Florida has asked for a waiver from the medical loss ratio requirement that says insurers must spend at least 80 percent of premiums on medical care or give customers rebates. Several consumer advocacy groups argued Thursday that the state doesn't need such a waiver.
"On October 24, 2011 the Office received notification from American Enterprise Group Inc. that two of its subsidiaries will 'exit the state' for the purposes of individually underwritten comprehensive major medical business," the Florida Office of Insurance Regulation said in a statement. "In a letter to the Office, American Enterprise specifically cites a 'change in the regulatory environment' including the Affordable Care Act’s imposition of the minimum medical loss ratios (MLR) as reasons for this decision."

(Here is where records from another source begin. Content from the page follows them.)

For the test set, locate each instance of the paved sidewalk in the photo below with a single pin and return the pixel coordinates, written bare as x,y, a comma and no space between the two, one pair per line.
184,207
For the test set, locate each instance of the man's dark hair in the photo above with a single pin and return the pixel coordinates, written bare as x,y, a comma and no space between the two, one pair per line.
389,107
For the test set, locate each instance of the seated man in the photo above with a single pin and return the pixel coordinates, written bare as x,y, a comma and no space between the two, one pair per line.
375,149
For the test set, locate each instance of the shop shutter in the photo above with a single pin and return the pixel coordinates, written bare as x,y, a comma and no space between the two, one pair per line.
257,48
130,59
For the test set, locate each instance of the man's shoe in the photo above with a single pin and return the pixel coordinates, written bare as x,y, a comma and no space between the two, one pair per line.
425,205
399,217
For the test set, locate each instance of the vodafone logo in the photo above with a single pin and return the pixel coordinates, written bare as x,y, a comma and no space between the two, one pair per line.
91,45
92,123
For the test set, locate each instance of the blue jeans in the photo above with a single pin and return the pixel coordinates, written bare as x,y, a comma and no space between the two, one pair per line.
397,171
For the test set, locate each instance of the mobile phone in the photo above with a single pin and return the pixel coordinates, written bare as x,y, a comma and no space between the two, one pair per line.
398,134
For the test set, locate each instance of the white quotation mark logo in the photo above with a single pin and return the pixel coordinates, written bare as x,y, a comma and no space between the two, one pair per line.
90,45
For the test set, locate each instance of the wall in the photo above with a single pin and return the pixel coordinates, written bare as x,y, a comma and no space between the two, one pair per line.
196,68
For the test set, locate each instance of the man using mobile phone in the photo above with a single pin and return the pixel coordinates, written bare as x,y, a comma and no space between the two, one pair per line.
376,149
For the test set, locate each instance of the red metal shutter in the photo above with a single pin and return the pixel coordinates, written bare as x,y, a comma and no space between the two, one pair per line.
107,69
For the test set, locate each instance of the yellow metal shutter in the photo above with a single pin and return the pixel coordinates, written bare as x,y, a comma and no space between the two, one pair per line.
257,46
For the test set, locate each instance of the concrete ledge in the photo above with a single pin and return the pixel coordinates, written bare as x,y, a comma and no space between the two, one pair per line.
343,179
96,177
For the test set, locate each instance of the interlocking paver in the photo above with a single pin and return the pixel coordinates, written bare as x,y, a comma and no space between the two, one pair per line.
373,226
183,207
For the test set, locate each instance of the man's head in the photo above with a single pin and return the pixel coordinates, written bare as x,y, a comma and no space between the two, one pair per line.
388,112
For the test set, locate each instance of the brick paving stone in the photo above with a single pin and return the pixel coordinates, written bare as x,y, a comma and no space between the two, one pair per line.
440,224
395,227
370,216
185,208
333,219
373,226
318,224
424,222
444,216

American Enterprise Group's withdrawal isn't limited to Florida.
The Iowa-based company announced last week that it's exiting the individual major medical insurance market nationwide, the Des Moines Register reported. The company said most of its 35,000 policyholders nationwide would have the option of continuing their coverage through a company called Celtic Health Insurance, the paper reported.
The two subsidiaries that are pulling out of Florida — American Republic Insurance Co. and World Insurance Co. — underwrite 2,615 policies in the state, according to the Florida Office of Insurance Regulation. That's about one-third of 1 percent of the 800,000 or so individual policies issued in Florida, according to the state's waiver petition.

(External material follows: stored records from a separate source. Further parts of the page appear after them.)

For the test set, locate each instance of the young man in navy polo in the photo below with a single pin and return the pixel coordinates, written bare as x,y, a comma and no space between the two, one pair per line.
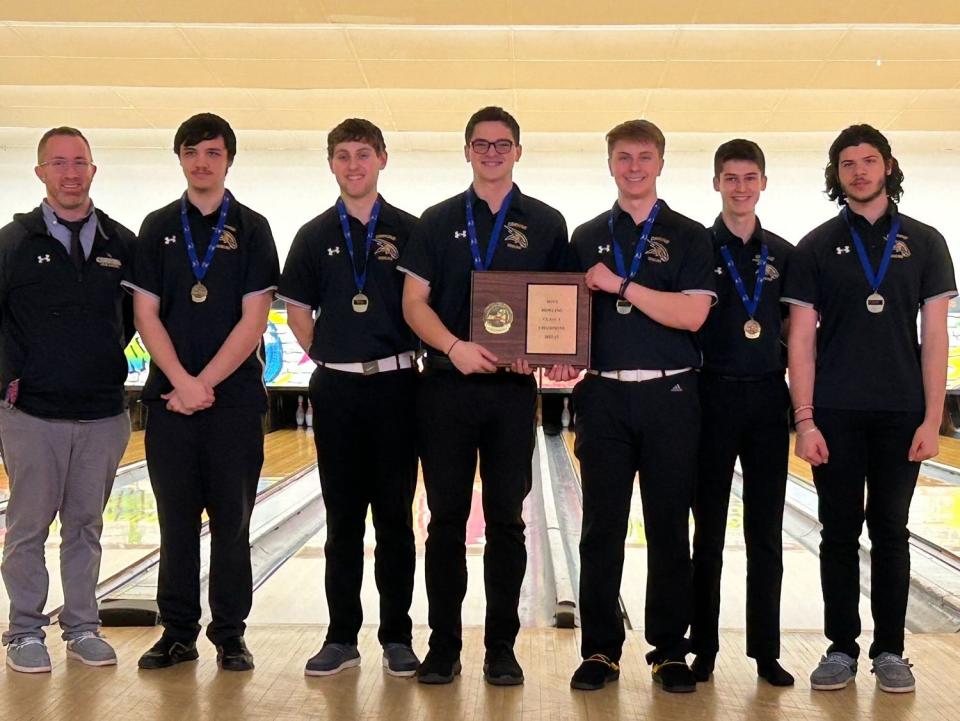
867,396
637,409
64,321
206,268
342,264
465,407
744,405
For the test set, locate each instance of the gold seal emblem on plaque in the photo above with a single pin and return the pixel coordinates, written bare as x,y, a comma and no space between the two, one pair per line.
497,318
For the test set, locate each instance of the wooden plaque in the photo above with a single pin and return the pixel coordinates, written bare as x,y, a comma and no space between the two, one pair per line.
543,318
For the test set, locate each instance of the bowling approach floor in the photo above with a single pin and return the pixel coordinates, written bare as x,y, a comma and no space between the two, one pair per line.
278,690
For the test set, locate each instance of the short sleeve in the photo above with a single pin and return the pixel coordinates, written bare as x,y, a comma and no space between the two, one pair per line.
938,280
300,280
576,263
147,275
696,272
800,285
263,265
560,250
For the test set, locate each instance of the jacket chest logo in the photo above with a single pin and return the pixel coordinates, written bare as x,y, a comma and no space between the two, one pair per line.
386,247
516,239
228,239
771,273
657,250
901,251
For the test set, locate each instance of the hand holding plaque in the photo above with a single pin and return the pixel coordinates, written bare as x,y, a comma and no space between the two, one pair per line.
541,318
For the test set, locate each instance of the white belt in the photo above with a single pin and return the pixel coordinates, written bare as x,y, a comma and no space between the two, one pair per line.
381,365
638,376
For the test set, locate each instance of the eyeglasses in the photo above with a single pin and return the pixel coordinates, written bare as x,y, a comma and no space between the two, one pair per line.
61,164
482,147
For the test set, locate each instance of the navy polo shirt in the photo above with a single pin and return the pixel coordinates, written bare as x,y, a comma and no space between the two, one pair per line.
244,263
318,275
678,258
726,350
869,361
62,334
534,238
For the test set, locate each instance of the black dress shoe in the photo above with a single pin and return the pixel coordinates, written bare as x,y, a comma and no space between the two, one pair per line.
595,673
702,666
233,655
500,667
674,676
437,668
773,673
168,652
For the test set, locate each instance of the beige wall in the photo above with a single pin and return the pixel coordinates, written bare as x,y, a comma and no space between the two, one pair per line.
138,173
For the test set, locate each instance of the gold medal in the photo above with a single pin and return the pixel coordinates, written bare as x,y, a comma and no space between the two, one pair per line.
198,293
360,303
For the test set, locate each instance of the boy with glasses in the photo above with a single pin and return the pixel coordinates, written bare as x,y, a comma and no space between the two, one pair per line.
63,422
465,406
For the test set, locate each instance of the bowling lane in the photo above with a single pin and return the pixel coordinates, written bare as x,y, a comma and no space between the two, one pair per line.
935,510
130,529
800,609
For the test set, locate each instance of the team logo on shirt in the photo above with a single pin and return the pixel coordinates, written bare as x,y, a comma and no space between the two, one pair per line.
771,273
516,240
386,247
901,250
228,239
657,249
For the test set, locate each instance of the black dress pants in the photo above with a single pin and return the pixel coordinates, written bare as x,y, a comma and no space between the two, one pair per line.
461,418
209,461
367,458
746,419
622,428
867,449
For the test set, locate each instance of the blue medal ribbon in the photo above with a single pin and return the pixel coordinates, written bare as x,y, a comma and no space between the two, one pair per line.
641,243
749,303
359,279
478,262
200,269
874,279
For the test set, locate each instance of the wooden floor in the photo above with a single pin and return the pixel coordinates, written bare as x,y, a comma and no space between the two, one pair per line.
277,689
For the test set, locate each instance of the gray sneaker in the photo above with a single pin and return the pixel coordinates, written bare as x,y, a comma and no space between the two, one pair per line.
893,673
835,671
92,649
28,655
399,659
333,658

Florida has asked the federal Department of Health and Human Services for permission to phase in the medical loss ratio over three years: 68 percent for 2011, 72 percent for 2012 and 76 percent for 2013. Public comments on the waiver request were due Thursday.
The liberal group Health Care for America Now used the opportunity to request that HHS hold a hearing on the request to highlight its "serious defects." And the advocacy group Consumer Watchdog urged HHS to reject the waiver because the state has "19 listed individual-policy providers doing business and a wide range of choices for individual insurance."
"The fact that most insurance companies do not like the medical loss ratio requirement of the Affordable Care Act does not mean that they are incapable of complying with it," the group wrote in a letter to Sebelius. "Neither does the fact that some insurance companies will have to accept reduced profits in order to meet the standard."